She dragged in air and coughed it back out, her vision clearing enough to see his face. Pale. Furious. Shaken in a way that looked like fear barely contained.
He had entered the water after her.
Publicly.
In front of court and clergy and every witness the temple had summoned to watch women drown.
The shrine had gone silent.
Lucien pulled her toward the dock, his arm still locked around her, water streaming from his hair and the shoulders of his ruined formal coat. When they reached the stone, he lifted her bodily onto the dock before hauling himself up beside her.
Sabine knelt on cold stone, shaking, still clutching the circlet fragment and the strip of music in her numb fingers.
Serast descended from the upper gallery with Bloodwright Maelor beside him.
“The objects retrieved from the Blackwater belong to the rite,” Serast said. His voice was perfectly calm. “Surrender them to temple custody.”
Sabine looked up, water dripping from her hair, her gown plastered to her body.

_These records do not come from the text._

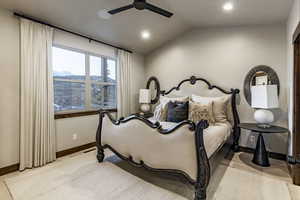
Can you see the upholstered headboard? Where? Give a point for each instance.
(200, 86)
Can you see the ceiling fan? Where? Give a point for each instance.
(142, 5)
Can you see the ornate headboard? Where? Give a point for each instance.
(233, 92)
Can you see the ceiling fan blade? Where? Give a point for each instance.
(158, 10)
(115, 11)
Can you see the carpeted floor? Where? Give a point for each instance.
(81, 177)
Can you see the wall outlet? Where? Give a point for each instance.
(252, 139)
(74, 137)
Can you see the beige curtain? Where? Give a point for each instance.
(37, 137)
(124, 76)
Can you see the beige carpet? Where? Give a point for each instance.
(81, 178)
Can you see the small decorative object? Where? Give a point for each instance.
(154, 87)
(264, 97)
(145, 100)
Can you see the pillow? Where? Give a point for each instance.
(199, 111)
(177, 111)
(219, 106)
(160, 112)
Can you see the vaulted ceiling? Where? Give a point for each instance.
(124, 29)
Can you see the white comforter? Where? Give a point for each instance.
(214, 136)
(172, 151)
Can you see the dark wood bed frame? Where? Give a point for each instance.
(203, 163)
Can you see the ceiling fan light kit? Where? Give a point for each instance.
(142, 5)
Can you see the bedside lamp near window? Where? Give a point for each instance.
(264, 97)
(145, 100)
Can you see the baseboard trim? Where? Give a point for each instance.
(15, 167)
(75, 149)
(277, 156)
(9, 169)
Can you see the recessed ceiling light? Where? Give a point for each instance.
(228, 6)
(103, 14)
(145, 35)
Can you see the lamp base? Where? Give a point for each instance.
(263, 118)
(264, 125)
(145, 107)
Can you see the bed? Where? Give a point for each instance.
(187, 149)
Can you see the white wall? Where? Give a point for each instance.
(224, 56)
(84, 127)
(292, 23)
(9, 87)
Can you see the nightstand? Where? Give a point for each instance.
(261, 156)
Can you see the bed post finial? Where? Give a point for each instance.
(203, 167)
(236, 128)
(100, 150)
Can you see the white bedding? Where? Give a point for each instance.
(214, 136)
(171, 151)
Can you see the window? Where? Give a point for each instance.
(83, 81)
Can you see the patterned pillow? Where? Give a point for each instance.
(160, 112)
(220, 105)
(199, 111)
(177, 111)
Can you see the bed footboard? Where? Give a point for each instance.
(200, 179)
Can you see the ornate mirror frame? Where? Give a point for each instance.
(272, 75)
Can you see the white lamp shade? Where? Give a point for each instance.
(264, 96)
(145, 96)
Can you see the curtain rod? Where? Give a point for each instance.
(68, 31)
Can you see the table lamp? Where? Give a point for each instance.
(145, 100)
(264, 97)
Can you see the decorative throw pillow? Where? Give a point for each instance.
(177, 111)
(219, 106)
(199, 111)
(160, 112)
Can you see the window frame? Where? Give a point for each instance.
(89, 110)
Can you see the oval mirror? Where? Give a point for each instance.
(260, 75)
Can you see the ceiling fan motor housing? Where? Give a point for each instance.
(139, 4)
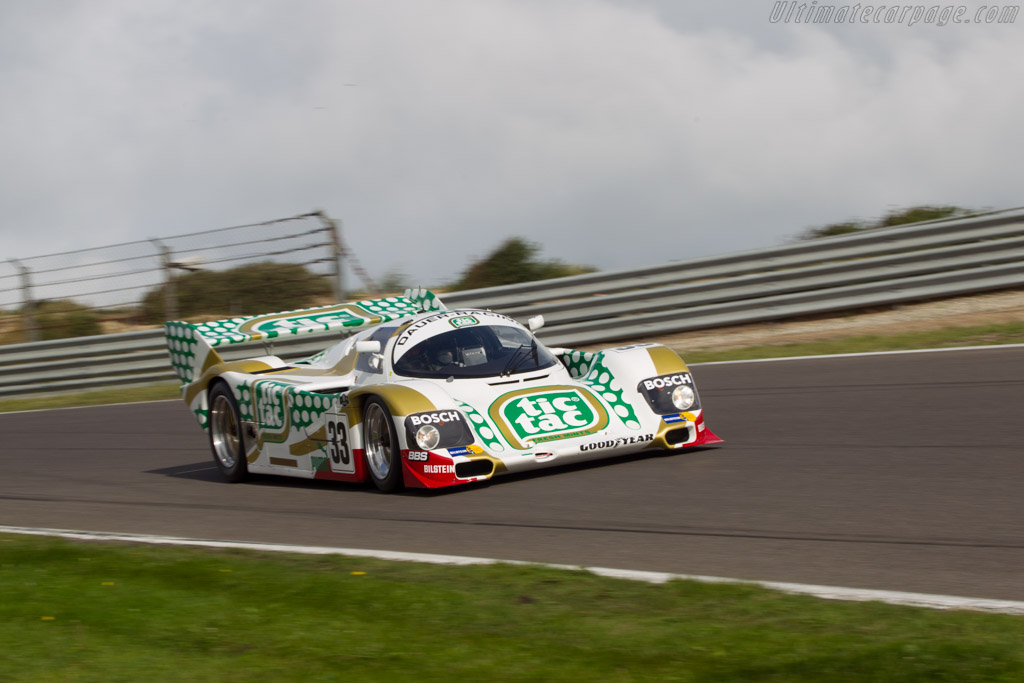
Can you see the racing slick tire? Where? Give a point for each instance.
(225, 434)
(380, 445)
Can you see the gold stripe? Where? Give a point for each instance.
(666, 360)
(400, 399)
(214, 367)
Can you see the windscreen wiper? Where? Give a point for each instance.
(510, 366)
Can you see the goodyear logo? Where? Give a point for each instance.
(531, 416)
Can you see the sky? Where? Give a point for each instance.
(613, 133)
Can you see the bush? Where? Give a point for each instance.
(899, 217)
(514, 261)
(60, 318)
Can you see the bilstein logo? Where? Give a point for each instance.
(530, 416)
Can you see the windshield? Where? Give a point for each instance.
(484, 350)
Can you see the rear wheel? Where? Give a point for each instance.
(380, 445)
(225, 433)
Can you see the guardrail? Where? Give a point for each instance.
(884, 266)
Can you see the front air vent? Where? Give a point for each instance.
(677, 436)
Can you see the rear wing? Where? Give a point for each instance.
(192, 346)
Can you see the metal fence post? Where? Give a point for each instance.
(170, 282)
(28, 303)
(338, 262)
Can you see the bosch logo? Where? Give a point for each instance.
(433, 418)
(667, 381)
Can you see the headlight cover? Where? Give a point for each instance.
(670, 393)
(427, 437)
(437, 429)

Lucien stepped between her and Serast.
“She retrieved the objects under trial witness as my chosen bride,” Lucien said. His voice carried across the shrine, cold and absolute. “By selection right, I claim inspection before temple custody.”

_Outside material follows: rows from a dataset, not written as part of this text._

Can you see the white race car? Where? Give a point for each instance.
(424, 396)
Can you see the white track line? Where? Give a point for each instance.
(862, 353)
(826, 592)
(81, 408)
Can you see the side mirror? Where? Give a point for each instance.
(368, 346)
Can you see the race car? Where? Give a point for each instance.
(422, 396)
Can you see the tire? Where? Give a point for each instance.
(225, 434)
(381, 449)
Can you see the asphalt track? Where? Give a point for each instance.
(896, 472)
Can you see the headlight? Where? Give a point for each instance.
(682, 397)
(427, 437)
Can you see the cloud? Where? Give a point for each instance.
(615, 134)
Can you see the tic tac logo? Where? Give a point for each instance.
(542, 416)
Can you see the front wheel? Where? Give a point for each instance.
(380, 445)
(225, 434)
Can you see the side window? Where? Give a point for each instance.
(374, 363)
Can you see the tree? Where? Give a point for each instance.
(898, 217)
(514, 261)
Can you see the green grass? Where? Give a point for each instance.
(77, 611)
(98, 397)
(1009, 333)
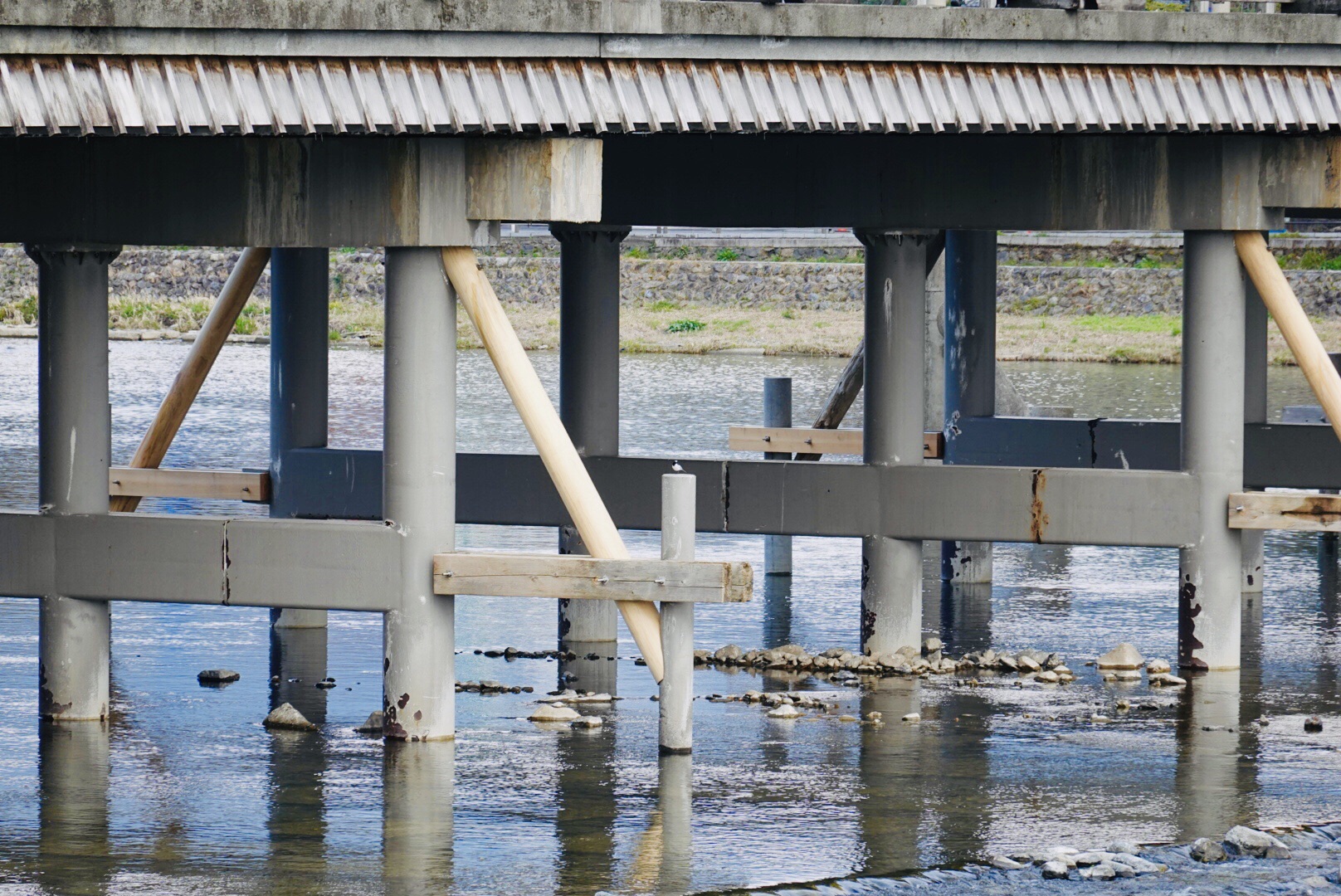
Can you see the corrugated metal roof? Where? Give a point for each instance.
(246, 95)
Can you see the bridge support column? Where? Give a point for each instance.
(74, 447)
(1256, 363)
(300, 322)
(589, 406)
(970, 371)
(419, 486)
(892, 426)
(1210, 569)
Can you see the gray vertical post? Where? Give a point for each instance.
(892, 426)
(300, 339)
(1210, 569)
(777, 412)
(589, 393)
(676, 706)
(970, 369)
(419, 486)
(74, 437)
(1254, 411)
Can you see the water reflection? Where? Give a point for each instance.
(74, 763)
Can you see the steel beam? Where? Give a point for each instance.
(1210, 567)
(74, 452)
(419, 475)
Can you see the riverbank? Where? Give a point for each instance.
(699, 329)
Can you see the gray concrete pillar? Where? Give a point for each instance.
(1210, 570)
(892, 426)
(970, 371)
(300, 339)
(419, 487)
(676, 706)
(74, 446)
(589, 400)
(777, 412)
(1256, 363)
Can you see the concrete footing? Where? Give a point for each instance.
(419, 486)
(1210, 570)
(74, 446)
(892, 426)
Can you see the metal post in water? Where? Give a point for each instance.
(1210, 569)
(300, 339)
(970, 371)
(1254, 411)
(589, 406)
(777, 412)
(74, 446)
(419, 486)
(676, 706)
(892, 426)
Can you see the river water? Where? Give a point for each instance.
(185, 791)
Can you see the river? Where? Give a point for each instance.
(188, 793)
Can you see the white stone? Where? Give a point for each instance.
(554, 713)
(1124, 656)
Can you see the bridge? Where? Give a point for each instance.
(420, 125)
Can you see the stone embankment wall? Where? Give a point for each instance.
(1044, 280)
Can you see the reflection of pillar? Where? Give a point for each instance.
(74, 446)
(587, 815)
(675, 802)
(300, 343)
(892, 428)
(589, 395)
(777, 611)
(1210, 570)
(73, 837)
(1206, 781)
(892, 777)
(970, 372)
(417, 789)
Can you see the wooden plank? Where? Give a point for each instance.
(816, 441)
(222, 485)
(1299, 511)
(592, 578)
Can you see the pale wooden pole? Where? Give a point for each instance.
(1289, 315)
(551, 441)
(202, 357)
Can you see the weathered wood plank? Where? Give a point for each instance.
(592, 578)
(816, 441)
(223, 485)
(1295, 511)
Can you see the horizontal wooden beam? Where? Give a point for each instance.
(798, 441)
(593, 578)
(1295, 511)
(222, 485)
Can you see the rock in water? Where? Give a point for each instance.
(287, 718)
(1207, 850)
(1056, 871)
(1124, 656)
(553, 713)
(373, 724)
(217, 676)
(1256, 843)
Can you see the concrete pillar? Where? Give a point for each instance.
(1256, 363)
(1210, 570)
(777, 412)
(970, 369)
(419, 487)
(74, 447)
(300, 338)
(892, 426)
(589, 398)
(676, 704)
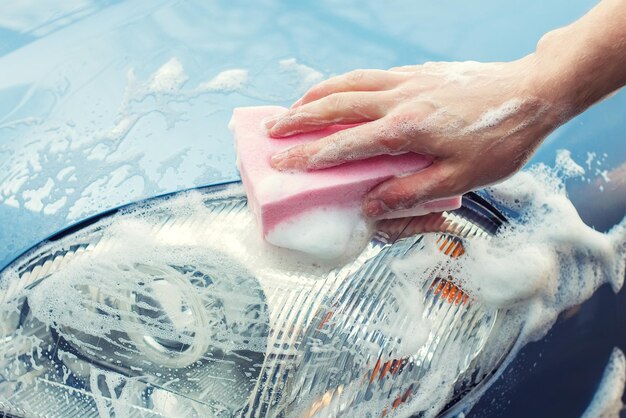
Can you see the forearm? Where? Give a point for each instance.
(579, 64)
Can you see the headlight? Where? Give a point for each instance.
(174, 307)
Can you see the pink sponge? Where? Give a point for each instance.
(278, 197)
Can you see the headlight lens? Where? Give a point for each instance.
(173, 307)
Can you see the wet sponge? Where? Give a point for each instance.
(279, 198)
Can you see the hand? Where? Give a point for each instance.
(480, 122)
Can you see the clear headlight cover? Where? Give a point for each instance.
(173, 307)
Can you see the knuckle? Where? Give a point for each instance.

“The Blackwater yields what it yields,” Serast replied. “Interpretation belongs to the priesthood.”
“Inspection belongs to the prince.” Lucien did not raise his voice. He did not need to. “Unless you wish to argue that selection rights no longer apply once the river is involved.”
The silence stretched.
Maelor watched with polished menace, his gaze moving between Lucien and the objects still clutched in Sabine’s hands.

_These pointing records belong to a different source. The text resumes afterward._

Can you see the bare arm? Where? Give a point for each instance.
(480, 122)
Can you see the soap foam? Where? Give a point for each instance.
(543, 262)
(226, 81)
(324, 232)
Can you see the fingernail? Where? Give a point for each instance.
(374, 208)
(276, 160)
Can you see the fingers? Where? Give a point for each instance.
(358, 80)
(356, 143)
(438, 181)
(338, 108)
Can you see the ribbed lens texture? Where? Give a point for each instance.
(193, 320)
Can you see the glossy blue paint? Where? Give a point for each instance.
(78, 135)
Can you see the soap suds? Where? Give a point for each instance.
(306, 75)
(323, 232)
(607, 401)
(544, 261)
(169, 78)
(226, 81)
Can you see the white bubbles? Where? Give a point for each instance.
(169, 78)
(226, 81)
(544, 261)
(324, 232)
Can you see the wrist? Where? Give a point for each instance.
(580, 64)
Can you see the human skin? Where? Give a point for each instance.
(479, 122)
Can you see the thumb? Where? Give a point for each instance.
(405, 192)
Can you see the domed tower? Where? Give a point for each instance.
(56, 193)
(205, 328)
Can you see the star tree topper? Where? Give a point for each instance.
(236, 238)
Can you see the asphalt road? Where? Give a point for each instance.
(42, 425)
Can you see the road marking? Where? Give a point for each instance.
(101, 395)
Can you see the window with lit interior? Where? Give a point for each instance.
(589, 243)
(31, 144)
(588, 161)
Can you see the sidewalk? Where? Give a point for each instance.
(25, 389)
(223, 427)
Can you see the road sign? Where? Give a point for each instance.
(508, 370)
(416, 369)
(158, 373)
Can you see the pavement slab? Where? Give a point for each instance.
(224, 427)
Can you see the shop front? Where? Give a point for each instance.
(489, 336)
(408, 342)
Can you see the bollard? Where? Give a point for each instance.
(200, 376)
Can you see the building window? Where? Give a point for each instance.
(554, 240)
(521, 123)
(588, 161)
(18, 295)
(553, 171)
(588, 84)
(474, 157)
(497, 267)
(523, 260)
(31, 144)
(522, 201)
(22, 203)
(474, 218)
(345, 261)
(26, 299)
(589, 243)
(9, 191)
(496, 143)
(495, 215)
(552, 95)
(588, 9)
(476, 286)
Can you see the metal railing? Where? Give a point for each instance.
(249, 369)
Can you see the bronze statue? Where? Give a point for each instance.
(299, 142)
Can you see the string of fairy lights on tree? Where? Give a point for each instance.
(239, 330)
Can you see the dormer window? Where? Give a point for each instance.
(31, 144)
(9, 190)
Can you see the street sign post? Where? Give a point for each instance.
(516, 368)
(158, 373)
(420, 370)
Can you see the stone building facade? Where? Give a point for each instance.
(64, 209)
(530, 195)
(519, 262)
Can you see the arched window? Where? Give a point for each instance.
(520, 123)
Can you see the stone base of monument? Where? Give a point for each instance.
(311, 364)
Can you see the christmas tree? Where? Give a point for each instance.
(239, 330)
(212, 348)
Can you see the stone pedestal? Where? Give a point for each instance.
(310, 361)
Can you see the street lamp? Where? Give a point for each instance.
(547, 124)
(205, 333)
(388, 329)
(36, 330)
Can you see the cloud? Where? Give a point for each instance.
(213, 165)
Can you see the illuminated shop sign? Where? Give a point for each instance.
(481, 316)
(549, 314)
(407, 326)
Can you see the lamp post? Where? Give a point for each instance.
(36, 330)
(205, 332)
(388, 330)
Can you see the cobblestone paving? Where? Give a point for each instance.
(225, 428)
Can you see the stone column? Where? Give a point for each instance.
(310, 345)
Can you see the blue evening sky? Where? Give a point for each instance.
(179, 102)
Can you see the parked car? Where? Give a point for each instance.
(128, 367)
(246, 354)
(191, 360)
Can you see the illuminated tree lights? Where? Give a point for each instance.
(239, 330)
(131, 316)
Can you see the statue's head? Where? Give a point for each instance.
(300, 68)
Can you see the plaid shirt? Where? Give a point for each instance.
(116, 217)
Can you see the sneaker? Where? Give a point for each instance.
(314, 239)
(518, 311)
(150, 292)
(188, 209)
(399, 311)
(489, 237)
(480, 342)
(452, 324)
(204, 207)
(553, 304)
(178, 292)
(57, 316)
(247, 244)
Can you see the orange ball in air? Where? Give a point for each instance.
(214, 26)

Serast inclined his head fractionally. “Inspection, then. But the objects remain attached to the trial record. Any attempt to remove them from temple grounds constitutes theft of sacred property.”
Lucien crouched beside Sabine.
His fingers closed over hers, warm against her frozen skin, and he carefully pried the circlet fragment and the strip of music from her grip.
The mark flared where they touched.
He met her eyes for one brief second, and Sabine read the message clearly.
Keep it.
He handed the circlet fragment to Halvine for the trial record.
Then he pressed the strip of music back into Sabine’s hand, his fingers closing over hers hard enough that no one watching could see exactly what he had returned.
“The trial is complete,” Halvine announced. “Lady Sabine Corvyr has passed.”
Sabine stood on shaking legs, the strip of music hidden in her palm, water still streaming from her gown.
Lucien rose beside her.
For one heartbeat, his hand touched the small of her back. Brief. Steadying. Possessive enough that every witness saw it.
Then he stepped away, and attendants moved forward to wrap Sabine in wool and guide her back toward the palace above.
Lysa stripped the wet gown away with quick, practiced hands.